About Craig S. Pikaard
Craig Pikaard earned his BS in Horticulture from Pennsylvania State University in 1980 and his PhD in Plant Physiology from Purdue University in 1985. He held research positions at Texas A&M University and the Fred Hutchinson Cancer Research Center, and spent nineteen years at Washington University in St. Louis before joining IU in 2009 as the Carlos O. Miller Chair of Plant Growth and Development.
Pikaard's groundbreaking work in epigenetics rates him "among the very best plant scientists in the world." Plant systems offer advantages over animal systems for studying epigenetics, and Craig "is without doubt at the forefront of the field." His two landmark 1997 papers, which together have been cited nearly 500 times according to Google Scholar, were the first to provide a mechanistic explanation - involving the epigenetic processes of gene silencing and DNA methylation - for the long-standing genetic puzzle known as nucleolar dominance, in which hybrid plants or animals express only one of their two sets of parental ribosomal RNA genes.
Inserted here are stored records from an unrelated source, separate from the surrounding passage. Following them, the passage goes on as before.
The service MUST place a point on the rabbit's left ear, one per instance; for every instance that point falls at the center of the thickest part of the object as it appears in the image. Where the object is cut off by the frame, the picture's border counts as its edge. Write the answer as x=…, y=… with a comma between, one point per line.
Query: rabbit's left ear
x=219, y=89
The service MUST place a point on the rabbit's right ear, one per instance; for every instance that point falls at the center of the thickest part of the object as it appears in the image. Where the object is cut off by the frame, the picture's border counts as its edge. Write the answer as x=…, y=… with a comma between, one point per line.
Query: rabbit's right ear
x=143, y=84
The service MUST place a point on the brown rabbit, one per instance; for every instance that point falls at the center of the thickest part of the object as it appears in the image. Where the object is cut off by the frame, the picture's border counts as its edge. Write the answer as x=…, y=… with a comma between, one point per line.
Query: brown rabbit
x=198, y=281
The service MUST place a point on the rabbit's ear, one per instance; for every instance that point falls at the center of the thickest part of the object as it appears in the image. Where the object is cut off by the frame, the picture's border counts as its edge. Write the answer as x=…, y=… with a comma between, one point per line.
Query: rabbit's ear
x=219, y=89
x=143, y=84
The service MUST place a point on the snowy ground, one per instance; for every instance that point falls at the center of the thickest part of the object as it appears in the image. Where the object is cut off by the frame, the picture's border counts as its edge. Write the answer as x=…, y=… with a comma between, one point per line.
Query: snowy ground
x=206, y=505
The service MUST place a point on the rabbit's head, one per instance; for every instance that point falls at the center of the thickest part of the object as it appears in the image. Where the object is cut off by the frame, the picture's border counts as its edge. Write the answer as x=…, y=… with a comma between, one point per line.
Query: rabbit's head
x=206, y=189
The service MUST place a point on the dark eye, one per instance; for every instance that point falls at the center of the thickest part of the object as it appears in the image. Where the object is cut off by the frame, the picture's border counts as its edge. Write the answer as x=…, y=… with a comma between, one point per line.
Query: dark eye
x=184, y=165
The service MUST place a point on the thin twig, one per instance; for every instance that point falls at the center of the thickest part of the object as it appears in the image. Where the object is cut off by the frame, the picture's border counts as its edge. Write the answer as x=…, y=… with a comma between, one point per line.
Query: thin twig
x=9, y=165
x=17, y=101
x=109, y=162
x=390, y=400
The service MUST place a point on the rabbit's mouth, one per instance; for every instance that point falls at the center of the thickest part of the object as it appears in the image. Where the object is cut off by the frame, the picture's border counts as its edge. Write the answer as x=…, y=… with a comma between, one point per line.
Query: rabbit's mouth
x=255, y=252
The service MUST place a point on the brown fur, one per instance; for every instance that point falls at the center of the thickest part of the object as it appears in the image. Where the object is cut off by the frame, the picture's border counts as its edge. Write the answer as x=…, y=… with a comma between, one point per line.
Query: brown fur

Craig "has long been a leader…and has contributed more mechanistically to this field than all other labs combined."
More recently, Pikaard's group has identified and characterized two previously unknown forms of RNA polymerase that are required for gene silencing. "Pikaard is without a doubt the world leader in RNA polymerases in plants and his work has uncovered many mechanistic insights relevant across the life sciences… there are few people who have made as seminal contributions as Dr. Pikaard." This work has "vaulted him into the very top rank of international stars working in the large and hotly competitive field of epigenetics" where he is considered an "undisputed leader." The structural and functional characterization of these two novel RNA polymerases and their products and activities presents a considerable experimental challenge, and it is Craig's "unsurpassed ability to carry-out difficult and novel experiments" using approaches from biochemistry, genetics, and cell biology that has enabled him to make such outstanding progress.
Pikaard has received more than $10M in external research support since coming to IU and he currently holds two RO1 grants from the National Institutes of Health (few plant biologists have even a single NIH grant, and only a small fraction of these have two). Among Pikaard's many honors are the NIH National Research Service Award, Fellow of the American Association for the Advancement of Science, and his 2011 selection as one of only 15 Howard Hughes Medical Institute and Gordon and Betty Moore Foundation Plant Investigators. He has given invited lectures throughout the United States and in Holland, Italy, United Kingdom, Korea, Poland, Austria, Australia, China, Germany, Canada, Switzerland, and Argentina. At IU, Professor Pikaard has mentored 11 past and 6 current PhD students, 16 past and 5 current postdoctoral fellows, and 10 undergraduate researchers.
Pikaard received the IU Bicentennial Medal in September 2020 in recognition of his distinguished contributions to Indiana University.